Upchurch dice que este segmento viaja cada vez más en familia, de hecho, México fue uno de los primeros en hacerlo. Para aquellos que tienen niños, no solo es una oportunidad de convivir y divertirse, también es parte de una estrategia para convertirlos en ciudadanos mundiales, es decir, en personas con mentalidad abierta, proactivas, con consciencia global y sobre todo curiosas.
El viajero de lujo generalmente es estudiado e informado; se convierte en un líder de opinión cuando tiene una buena experiencia y la comparte, pues su difusión es una de las mejores maneras de atraer turismo a un destino. Este tipo de explorador es un pionero, porque fue el primero en pagar por subirse a un crucero o a un avión y está dispuesto a emprender un viaje espacial.

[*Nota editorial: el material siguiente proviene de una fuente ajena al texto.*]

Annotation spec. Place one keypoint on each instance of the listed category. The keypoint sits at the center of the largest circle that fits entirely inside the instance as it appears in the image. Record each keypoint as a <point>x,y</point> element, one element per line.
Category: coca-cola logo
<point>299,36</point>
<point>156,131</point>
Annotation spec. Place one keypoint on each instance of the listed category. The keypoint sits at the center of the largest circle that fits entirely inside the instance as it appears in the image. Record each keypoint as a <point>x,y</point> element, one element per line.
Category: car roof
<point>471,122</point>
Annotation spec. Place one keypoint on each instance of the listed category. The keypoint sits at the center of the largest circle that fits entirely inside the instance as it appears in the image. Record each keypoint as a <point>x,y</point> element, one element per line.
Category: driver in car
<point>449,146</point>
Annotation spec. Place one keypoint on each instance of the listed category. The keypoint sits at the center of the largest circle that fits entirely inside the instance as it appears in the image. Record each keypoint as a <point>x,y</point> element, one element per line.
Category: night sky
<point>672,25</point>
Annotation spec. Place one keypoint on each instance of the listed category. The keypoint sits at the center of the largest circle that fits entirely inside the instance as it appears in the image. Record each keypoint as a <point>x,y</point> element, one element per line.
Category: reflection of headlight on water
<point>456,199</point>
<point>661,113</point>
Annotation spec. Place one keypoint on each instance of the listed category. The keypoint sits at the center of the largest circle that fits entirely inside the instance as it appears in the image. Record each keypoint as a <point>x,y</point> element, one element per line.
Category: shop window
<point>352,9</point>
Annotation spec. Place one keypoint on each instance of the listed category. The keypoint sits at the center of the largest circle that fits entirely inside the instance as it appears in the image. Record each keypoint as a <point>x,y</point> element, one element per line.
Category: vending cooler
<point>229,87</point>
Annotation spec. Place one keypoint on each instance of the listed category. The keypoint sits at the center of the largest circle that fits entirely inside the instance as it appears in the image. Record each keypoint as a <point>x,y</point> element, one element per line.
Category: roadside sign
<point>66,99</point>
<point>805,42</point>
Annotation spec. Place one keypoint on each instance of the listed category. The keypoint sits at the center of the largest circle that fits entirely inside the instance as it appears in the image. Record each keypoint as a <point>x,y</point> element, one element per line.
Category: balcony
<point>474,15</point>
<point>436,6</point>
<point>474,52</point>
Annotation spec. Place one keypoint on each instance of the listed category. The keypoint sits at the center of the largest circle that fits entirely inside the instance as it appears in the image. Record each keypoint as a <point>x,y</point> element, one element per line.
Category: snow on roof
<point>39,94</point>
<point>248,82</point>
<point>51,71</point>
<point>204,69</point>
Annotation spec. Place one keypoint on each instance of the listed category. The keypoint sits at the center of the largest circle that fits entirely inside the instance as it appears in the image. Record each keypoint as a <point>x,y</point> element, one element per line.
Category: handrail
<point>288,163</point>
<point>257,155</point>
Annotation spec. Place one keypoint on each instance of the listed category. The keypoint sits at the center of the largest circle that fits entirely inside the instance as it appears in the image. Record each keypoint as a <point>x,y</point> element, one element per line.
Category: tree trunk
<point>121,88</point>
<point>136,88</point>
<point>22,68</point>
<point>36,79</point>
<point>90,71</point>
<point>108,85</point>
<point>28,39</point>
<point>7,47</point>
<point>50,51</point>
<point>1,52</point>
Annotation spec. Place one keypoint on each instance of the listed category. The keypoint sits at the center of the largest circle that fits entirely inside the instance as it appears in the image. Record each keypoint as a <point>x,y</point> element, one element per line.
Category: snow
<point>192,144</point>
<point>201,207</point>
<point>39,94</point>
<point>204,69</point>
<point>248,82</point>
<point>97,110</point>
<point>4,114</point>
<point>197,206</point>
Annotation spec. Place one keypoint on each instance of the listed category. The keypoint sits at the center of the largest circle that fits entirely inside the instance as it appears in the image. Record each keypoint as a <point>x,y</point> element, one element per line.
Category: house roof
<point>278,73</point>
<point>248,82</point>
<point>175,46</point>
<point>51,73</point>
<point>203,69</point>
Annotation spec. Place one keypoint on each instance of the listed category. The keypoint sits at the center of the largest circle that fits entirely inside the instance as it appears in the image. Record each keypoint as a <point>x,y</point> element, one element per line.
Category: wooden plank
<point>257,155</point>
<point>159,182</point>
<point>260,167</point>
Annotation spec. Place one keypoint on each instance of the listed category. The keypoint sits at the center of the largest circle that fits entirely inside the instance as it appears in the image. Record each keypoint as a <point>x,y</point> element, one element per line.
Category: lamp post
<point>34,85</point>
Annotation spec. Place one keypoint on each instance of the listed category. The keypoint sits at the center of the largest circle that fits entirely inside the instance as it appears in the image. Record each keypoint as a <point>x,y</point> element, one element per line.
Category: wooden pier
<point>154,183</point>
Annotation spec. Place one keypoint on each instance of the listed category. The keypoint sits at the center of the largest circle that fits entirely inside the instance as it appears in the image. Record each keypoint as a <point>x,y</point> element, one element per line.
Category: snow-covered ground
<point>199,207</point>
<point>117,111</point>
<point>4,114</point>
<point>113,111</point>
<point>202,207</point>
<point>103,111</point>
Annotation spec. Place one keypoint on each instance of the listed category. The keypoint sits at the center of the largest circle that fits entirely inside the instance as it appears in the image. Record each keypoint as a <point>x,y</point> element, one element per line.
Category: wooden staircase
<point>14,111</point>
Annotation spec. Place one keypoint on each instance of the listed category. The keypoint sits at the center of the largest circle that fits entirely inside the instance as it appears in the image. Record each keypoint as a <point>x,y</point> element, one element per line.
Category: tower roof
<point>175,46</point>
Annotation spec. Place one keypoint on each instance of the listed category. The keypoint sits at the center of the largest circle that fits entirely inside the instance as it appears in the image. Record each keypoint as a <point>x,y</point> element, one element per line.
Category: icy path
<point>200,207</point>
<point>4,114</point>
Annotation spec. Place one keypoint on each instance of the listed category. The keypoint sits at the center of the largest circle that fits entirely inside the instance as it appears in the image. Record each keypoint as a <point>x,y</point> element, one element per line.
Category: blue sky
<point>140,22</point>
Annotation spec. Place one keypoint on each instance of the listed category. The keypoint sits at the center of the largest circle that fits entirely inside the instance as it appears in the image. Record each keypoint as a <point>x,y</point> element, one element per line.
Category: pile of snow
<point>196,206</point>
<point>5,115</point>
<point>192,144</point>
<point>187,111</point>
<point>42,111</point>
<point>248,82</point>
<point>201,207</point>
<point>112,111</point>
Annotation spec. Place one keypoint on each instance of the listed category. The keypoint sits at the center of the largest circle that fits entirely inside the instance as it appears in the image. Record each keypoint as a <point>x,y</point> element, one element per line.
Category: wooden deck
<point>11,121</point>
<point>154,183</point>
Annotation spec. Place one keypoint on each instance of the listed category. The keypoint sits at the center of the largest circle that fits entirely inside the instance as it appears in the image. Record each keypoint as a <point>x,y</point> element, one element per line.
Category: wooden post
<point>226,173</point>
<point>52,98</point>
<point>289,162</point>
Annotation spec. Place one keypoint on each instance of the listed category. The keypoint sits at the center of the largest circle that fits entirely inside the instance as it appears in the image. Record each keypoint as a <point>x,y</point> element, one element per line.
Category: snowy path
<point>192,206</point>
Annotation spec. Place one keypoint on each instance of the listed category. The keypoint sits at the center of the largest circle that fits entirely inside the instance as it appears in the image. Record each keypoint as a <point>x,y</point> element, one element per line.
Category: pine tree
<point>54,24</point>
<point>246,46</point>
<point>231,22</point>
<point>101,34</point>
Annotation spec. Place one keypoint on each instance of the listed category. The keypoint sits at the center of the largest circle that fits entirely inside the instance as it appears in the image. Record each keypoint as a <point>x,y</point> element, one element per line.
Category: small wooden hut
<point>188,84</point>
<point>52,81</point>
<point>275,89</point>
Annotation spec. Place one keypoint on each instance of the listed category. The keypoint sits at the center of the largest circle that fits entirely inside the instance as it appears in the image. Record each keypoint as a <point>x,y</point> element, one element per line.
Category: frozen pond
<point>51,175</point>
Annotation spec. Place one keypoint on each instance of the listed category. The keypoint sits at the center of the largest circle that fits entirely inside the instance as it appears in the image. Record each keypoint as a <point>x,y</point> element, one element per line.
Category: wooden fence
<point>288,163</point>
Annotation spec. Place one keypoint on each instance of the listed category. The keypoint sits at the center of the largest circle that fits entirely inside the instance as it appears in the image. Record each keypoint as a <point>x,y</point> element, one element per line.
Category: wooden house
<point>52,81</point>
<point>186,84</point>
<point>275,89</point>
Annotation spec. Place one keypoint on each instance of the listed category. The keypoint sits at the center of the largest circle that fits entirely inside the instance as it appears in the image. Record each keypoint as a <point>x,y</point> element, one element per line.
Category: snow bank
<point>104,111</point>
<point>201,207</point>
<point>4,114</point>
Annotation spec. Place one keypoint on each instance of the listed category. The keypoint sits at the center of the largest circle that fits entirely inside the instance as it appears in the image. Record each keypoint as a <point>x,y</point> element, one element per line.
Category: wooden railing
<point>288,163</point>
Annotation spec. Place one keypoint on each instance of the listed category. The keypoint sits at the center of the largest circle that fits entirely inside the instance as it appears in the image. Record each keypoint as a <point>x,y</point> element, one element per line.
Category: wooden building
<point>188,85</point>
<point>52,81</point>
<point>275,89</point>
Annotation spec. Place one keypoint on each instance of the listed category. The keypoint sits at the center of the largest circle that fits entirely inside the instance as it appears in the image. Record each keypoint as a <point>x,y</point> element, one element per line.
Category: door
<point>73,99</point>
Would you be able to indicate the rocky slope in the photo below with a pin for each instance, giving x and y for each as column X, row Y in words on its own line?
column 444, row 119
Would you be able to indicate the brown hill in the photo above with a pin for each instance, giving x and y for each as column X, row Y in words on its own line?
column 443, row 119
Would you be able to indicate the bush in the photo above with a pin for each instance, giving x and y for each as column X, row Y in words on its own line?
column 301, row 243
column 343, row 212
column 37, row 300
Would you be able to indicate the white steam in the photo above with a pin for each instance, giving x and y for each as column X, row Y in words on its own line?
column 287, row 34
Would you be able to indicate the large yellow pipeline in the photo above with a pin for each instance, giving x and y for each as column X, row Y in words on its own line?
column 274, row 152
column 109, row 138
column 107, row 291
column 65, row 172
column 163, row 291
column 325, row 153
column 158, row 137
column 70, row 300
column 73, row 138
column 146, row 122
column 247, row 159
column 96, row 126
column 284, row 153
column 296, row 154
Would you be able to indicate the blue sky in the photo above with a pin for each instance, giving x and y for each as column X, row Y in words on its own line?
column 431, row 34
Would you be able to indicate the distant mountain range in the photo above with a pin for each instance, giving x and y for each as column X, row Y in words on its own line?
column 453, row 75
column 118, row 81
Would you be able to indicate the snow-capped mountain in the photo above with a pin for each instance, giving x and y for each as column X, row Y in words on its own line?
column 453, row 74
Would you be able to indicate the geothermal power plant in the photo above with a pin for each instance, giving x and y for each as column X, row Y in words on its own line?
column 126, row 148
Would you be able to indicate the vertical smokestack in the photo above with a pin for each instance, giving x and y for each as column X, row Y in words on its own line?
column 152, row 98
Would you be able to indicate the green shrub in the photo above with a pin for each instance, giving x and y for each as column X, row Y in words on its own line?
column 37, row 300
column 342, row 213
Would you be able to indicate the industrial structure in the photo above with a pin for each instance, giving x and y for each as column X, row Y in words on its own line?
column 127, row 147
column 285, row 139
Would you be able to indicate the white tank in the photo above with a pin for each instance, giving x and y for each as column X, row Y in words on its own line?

En México, a pesar de que los lugares más buscados por los extranjeros, con mayor oferta premium, son Los Cabos y Cancún, el gusto por las rutas coloniales y de haciendas crece considerablemente. También “la Ciudad de México está siendo de lo más hot“, afirma el CEO. Lejos están los días en que la capital se consideraba un destino altamente inseguro.
Los mexicanos con poder adquisitivo están interesados en descubrir Jordania, Marruecos, Vietnam, Noruega y la India, sin dejar fuera Europa, pero con experiencias diferentes, como los recorridos gastronómicos y las rutas en bicicleta.
Matthew Upchurch concluye: “lujo es, ahora, encontrar a alguien que te dé lo que quieres, exactamente de la forma en que lo quieres.”